Ben and I began to date when I was a senior in high school. That was a lovely time for me. I also entered some local contests that I won and that was a lot of fun. I was crowned Miss Tomco and I won first prize singing in the talent show at the Jersey Farm show in Lakewood. The next year I went off to college in Trenton and the farm was forever behind me. I missed a few things, the proximity to the ocean and my dog, but I didn’t miss the work that I had to do.
So, life on a farm was good and it wasn’t good. As much as I loved walking with my dog I also missed living in town where I could walk to a movie or a shop or a friend’s house. We also didn’t have much money to spend. A small chicken farm is not a place where you make a lot of money.

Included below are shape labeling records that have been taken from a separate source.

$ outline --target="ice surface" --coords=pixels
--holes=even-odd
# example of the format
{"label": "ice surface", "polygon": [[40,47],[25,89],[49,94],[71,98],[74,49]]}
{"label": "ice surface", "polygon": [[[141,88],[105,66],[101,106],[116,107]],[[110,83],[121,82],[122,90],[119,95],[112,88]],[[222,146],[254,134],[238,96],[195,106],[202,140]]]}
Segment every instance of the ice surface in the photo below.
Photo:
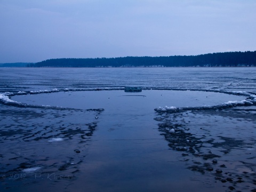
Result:
{"label": "ice surface", "polygon": [[35,171],[38,171],[41,169],[41,167],[40,167],[27,168],[27,169],[23,169],[23,171],[26,172],[26,173],[30,173],[30,172],[35,172]]}
{"label": "ice surface", "polygon": [[256,68],[0,72],[4,190],[255,188]]}
{"label": "ice surface", "polygon": [[52,138],[48,140],[48,141],[50,142],[62,141],[63,141],[63,138]]}

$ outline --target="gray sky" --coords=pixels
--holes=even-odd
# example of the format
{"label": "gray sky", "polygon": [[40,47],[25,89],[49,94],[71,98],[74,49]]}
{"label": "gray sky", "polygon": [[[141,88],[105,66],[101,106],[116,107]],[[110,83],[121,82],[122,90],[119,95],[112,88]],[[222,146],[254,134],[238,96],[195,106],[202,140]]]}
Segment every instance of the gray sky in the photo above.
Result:
{"label": "gray sky", "polygon": [[255,0],[0,0],[0,63],[256,50]]}

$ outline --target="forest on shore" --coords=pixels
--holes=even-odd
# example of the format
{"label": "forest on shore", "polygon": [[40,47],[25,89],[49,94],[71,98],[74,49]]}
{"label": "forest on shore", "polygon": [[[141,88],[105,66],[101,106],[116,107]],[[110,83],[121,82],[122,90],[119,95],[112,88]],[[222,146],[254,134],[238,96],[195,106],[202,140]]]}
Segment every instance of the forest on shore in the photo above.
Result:
{"label": "forest on shore", "polygon": [[112,58],[52,59],[29,67],[256,67],[256,51],[229,52],[198,55],[126,57]]}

My mother was really a city person. When we lived in Brooklyn, she wore lovely clothes and had her hair done frequently and we ate out and went to shows in New York City. Obviously, that ended when we moved. I never heard Bess complain, but I know she missed her extended family very much. When I think back on it, all I recall her wearing was a pair of jeans while she worked all day.
Would I want to live on a farm?? No. I grew up and learned to entertain myself and I read a lot and I wrote a journal which I still have, but I still think I missed an important part of growing up. I did learn to be independent, however, as I had to depend mostly on myself for entertainment.
I sometimes miss the simple life we had and the sound of the roosters crowing in the early morning. However, I don’t miss it enough that I would recommend it to my children. And I found out recently that Max told a cousin of ours that moving to the chicken farm was the worst decision that he ever made.
- editor’s note: The Parkway referred to is the Garden State Parkway. It opened in Toms River in July, 1955.